This is where the GSTN (GST Network), the IT (information technology) backbone for GST comes in. GSTN is responsible for registration, forwarding tax returns to Central and state authorities; computing and settling IGST; matching tax payment details with banking network; running the matching engine for matching, reversal and reclaim of input tax credit and so on. To say it will have to handle a humungous amount of data is to put it mildly. Remember, apart from businesses with a turnover of less than Rs 20 lakh that are exempt, all other suppliers of goods and services are required to register with the GST Network (GSTN). The big question is whether small and medium businesses, a majority of who are not even acquainted with IT, will be able to transit to an entirely IT-driven system.

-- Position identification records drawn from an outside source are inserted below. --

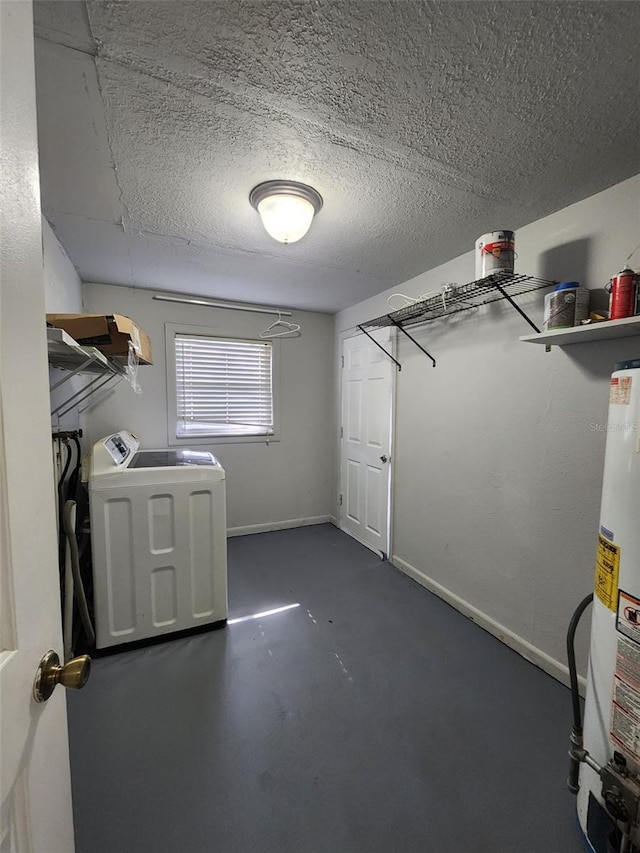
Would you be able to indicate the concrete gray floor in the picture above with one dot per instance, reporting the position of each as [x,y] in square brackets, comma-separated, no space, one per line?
[373,718]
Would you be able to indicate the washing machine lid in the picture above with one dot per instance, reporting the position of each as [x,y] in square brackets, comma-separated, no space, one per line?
[172,458]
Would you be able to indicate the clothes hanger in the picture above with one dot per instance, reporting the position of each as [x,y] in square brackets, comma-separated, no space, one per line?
[290,329]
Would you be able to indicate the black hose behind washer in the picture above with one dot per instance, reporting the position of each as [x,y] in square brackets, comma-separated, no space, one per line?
[576,731]
[571,658]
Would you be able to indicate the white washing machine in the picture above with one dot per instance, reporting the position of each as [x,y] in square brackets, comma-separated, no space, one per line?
[159,540]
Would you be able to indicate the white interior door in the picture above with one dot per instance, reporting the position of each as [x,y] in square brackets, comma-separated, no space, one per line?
[34,759]
[367,396]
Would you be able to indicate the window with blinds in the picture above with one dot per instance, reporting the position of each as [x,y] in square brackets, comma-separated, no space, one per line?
[223,387]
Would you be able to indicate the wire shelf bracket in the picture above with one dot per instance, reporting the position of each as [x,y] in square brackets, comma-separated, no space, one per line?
[76,360]
[454,300]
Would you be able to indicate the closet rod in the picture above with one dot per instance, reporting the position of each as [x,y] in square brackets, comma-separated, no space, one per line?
[187,300]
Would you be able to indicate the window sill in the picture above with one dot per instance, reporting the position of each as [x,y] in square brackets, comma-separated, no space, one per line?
[200,440]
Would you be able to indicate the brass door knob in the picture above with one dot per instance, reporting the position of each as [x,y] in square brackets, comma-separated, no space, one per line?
[73,674]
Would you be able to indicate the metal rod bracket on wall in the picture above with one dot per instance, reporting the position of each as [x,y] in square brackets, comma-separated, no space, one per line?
[371,338]
[404,331]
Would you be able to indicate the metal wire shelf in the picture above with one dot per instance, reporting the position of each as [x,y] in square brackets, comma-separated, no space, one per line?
[66,354]
[455,299]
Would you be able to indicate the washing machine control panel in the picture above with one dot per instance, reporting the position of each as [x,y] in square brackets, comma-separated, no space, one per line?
[120,446]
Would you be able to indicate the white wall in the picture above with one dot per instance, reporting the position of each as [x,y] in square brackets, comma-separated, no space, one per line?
[269,485]
[63,295]
[497,465]
[62,285]
[35,798]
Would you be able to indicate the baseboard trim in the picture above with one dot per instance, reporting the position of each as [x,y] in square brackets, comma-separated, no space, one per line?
[534,655]
[248,529]
[362,542]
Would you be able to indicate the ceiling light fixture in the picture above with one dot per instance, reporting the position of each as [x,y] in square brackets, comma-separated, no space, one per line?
[286,208]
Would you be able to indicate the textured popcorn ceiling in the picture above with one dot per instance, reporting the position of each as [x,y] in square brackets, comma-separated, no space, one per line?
[422,125]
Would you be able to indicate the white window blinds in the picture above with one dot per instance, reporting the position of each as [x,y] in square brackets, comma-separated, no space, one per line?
[223,387]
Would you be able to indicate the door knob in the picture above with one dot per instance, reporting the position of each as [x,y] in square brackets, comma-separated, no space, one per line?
[73,674]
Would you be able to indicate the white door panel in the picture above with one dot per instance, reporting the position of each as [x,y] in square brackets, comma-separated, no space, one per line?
[367,388]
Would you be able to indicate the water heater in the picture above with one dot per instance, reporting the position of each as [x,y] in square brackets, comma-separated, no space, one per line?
[609,794]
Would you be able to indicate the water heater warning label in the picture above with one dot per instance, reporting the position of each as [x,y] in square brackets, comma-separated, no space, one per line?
[628,617]
[620,392]
[607,570]
[625,709]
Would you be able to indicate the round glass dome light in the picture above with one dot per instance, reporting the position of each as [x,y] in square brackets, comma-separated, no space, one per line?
[286,208]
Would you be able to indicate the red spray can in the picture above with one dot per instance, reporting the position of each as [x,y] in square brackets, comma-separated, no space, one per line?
[622,302]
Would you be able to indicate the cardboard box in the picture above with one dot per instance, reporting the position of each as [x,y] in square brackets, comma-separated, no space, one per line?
[110,333]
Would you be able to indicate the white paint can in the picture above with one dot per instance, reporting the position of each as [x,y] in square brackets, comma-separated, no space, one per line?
[495,252]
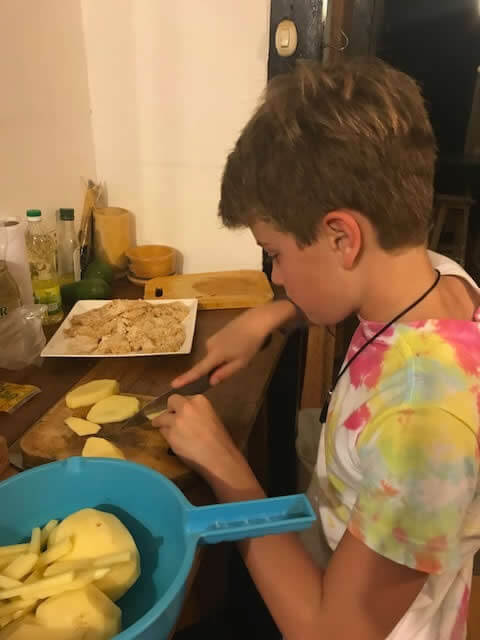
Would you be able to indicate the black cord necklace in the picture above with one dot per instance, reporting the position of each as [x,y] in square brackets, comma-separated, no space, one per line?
[324,413]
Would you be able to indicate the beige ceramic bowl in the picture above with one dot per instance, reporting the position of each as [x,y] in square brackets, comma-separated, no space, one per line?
[152,260]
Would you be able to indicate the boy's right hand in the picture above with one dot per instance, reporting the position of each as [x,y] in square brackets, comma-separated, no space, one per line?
[234,346]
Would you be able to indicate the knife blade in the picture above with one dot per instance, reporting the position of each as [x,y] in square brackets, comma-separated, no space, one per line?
[159,404]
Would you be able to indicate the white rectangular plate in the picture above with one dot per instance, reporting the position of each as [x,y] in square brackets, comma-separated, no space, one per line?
[58,345]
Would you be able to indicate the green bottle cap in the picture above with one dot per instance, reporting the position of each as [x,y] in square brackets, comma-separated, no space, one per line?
[67,214]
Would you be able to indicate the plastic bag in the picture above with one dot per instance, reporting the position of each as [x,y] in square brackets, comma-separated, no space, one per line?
[21,337]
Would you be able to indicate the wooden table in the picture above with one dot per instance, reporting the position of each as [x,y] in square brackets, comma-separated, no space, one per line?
[238,400]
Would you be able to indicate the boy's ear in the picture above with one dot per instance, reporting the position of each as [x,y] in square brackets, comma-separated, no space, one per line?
[344,236]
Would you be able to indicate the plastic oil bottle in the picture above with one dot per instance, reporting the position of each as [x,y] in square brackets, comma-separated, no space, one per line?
[41,251]
[68,249]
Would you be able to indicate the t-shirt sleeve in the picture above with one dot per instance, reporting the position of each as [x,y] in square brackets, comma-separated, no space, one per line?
[419,477]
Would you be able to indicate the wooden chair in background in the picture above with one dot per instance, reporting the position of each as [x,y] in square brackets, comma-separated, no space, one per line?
[450,226]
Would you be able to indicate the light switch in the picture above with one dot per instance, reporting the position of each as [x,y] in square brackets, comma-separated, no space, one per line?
[286,38]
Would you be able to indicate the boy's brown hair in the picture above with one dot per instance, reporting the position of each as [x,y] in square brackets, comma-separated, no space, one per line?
[352,135]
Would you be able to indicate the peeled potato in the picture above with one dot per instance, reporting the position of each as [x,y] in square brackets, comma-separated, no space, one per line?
[113,409]
[96,533]
[29,629]
[101,448]
[90,393]
[88,609]
[82,427]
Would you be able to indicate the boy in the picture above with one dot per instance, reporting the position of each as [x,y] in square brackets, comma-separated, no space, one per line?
[333,174]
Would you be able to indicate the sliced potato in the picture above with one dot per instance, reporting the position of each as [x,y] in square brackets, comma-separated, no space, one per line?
[100,618]
[82,427]
[97,534]
[35,576]
[90,393]
[13,549]
[101,448]
[21,566]
[82,579]
[18,604]
[55,552]
[107,561]
[46,531]
[155,414]
[35,541]
[9,583]
[29,629]
[43,587]
[113,409]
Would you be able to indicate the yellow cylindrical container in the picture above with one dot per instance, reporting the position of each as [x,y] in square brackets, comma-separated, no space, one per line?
[112,237]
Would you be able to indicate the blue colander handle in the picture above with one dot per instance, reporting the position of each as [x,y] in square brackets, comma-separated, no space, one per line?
[251,519]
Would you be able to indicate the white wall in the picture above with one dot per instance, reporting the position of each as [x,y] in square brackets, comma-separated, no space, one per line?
[45,127]
[171,85]
[146,95]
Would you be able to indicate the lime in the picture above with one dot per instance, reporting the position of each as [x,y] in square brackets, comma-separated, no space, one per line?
[99,269]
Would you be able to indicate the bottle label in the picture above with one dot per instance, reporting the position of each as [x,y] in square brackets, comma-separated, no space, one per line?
[76,264]
[50,297]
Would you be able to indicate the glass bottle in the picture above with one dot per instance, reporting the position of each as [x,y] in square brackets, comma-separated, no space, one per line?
[41,251]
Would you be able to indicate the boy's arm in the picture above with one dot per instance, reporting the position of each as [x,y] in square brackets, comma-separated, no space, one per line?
[361,595]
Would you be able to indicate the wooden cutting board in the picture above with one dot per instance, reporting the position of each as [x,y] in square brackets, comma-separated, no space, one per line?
[50,439]
[215,290]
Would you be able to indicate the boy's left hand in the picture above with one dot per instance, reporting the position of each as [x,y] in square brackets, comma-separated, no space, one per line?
[197,436]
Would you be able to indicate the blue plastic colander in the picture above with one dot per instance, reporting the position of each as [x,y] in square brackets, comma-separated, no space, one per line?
[165,526]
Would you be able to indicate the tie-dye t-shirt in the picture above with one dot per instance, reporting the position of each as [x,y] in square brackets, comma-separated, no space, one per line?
[399,460]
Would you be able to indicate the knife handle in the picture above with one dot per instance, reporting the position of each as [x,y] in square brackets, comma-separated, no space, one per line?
[203,384]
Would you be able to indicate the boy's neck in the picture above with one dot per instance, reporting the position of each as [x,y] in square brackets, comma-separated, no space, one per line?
[393,280]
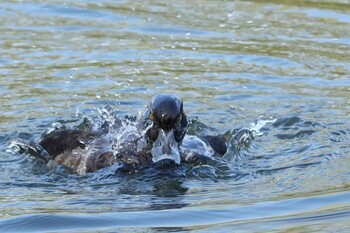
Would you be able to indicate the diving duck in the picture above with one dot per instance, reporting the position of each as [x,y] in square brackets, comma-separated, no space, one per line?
[162,127]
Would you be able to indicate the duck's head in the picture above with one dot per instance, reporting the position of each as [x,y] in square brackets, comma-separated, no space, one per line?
[169,126]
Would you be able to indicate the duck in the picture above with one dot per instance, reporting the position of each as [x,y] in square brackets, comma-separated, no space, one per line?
[163,126]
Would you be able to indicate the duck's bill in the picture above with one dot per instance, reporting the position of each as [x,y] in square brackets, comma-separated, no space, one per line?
[166,149]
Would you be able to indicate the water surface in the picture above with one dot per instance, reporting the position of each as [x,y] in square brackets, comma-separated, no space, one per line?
[234,64]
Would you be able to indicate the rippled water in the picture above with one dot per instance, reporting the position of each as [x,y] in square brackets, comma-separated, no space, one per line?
[234,64]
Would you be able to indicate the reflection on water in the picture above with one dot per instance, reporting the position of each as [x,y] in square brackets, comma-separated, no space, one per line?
[234,64]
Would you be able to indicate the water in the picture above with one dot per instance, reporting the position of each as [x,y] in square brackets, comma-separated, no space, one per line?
[234,64]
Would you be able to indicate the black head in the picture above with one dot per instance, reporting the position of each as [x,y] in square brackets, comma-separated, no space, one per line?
[169,127]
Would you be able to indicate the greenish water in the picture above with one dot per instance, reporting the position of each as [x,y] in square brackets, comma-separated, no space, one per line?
[234,63]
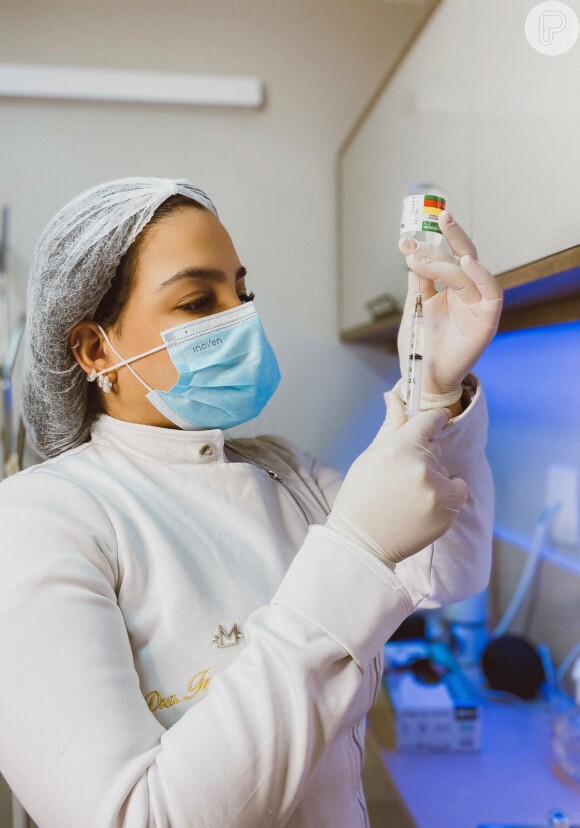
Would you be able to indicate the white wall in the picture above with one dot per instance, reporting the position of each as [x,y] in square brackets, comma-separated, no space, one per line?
[270,172]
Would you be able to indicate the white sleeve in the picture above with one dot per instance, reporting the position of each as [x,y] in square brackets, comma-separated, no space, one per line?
[78,742]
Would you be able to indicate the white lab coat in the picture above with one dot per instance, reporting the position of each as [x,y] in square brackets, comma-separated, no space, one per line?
[121,558]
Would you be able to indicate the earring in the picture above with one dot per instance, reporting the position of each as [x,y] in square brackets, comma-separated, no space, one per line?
[104,382]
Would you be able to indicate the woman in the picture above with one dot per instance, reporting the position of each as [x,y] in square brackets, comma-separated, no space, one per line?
[191,629]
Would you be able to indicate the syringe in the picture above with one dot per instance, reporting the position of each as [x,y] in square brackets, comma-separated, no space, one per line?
[415,371]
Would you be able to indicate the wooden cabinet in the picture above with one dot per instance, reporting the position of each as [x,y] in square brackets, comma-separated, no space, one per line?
[474,108]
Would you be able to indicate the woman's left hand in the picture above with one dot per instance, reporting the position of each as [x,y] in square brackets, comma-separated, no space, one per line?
[461,319]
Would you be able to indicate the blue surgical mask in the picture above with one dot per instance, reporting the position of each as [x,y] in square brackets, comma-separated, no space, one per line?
[227,370]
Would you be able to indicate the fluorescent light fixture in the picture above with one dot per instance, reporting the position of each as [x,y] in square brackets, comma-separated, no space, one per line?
[19,80]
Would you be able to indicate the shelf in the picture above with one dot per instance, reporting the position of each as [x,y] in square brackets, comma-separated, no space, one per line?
[543,292]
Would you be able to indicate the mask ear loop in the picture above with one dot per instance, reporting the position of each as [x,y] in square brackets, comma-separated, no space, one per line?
[94,374]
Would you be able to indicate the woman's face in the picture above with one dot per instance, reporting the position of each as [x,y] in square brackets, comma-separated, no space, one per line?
[163,295]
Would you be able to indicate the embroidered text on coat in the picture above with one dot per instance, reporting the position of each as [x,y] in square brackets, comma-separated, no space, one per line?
[199,682]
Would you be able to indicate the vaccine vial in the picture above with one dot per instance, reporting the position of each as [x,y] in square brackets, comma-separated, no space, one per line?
[420,212]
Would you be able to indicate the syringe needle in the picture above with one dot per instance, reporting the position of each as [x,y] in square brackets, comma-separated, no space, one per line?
[415,371]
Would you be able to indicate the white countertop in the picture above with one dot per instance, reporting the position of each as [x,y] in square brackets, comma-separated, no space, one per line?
[513,779]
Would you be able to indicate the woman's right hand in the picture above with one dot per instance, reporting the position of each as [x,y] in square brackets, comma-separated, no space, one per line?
[397,498]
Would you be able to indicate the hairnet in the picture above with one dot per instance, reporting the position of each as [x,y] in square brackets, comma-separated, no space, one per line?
[74,262]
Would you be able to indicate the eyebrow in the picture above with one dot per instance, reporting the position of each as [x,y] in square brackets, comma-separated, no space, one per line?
[211,274]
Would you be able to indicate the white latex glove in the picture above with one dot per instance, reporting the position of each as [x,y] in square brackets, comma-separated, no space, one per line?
[397,498]
[460,320]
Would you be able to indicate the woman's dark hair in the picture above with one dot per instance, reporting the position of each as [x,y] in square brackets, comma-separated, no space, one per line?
[109,313]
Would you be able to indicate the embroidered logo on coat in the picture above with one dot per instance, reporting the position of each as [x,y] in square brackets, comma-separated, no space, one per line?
[224,639]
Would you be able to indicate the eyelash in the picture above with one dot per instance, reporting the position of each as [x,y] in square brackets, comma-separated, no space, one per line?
[203,301]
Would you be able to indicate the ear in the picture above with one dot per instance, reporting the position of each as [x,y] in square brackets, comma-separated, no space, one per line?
[85,342]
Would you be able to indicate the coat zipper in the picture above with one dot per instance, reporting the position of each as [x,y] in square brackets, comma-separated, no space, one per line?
[271,473]
[377,677]
[360,751]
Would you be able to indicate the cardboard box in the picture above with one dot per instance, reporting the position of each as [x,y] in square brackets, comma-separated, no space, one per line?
[440,717]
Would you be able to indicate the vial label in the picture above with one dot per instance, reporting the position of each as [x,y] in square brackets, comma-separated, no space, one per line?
[420,213]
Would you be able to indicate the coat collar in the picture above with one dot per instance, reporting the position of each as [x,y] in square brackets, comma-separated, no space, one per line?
[165,445]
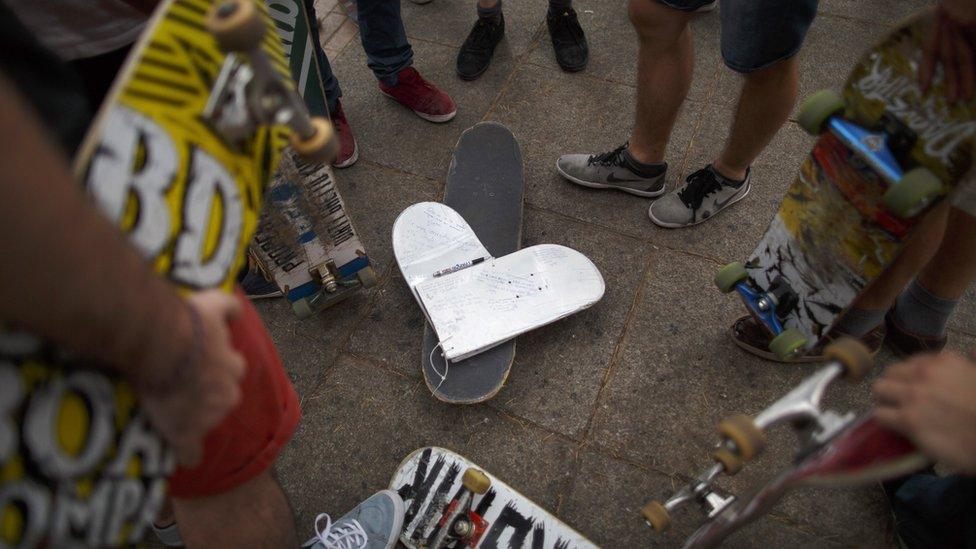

 And whether GSTN will be able to handle the resultant volumes. Preliminary estimates suggest GSTN would be required to handle a minimum three billion invoices a month. Unfortunately, neither the ability of businesses, especially of small and medium businesses, to shift to a technology-driven regime nor the ability of GSTN to handle this huge load has been tested. For now we have a bit of a breather. The first test will come in September when the first lot of returns for July 2017 transactions are filed. These are but some of the bigger challenges. There are many others ahead. The proof of the pudding, after all, is always in the eating. Reports suggest some states are already reneging on their promise not to levy new taxes/raise taxes. Entry taxes by municipalities, entertainment taxes by local bodies and stamp duties, for instance, are outside the purview of GST. The bottomline is we are in for the long haul. For now, we have only crossed the first few hurdles — as they say, picture abhi baaki hai! 

The writer is a senior consultant at the National Council of Applied Economic Research.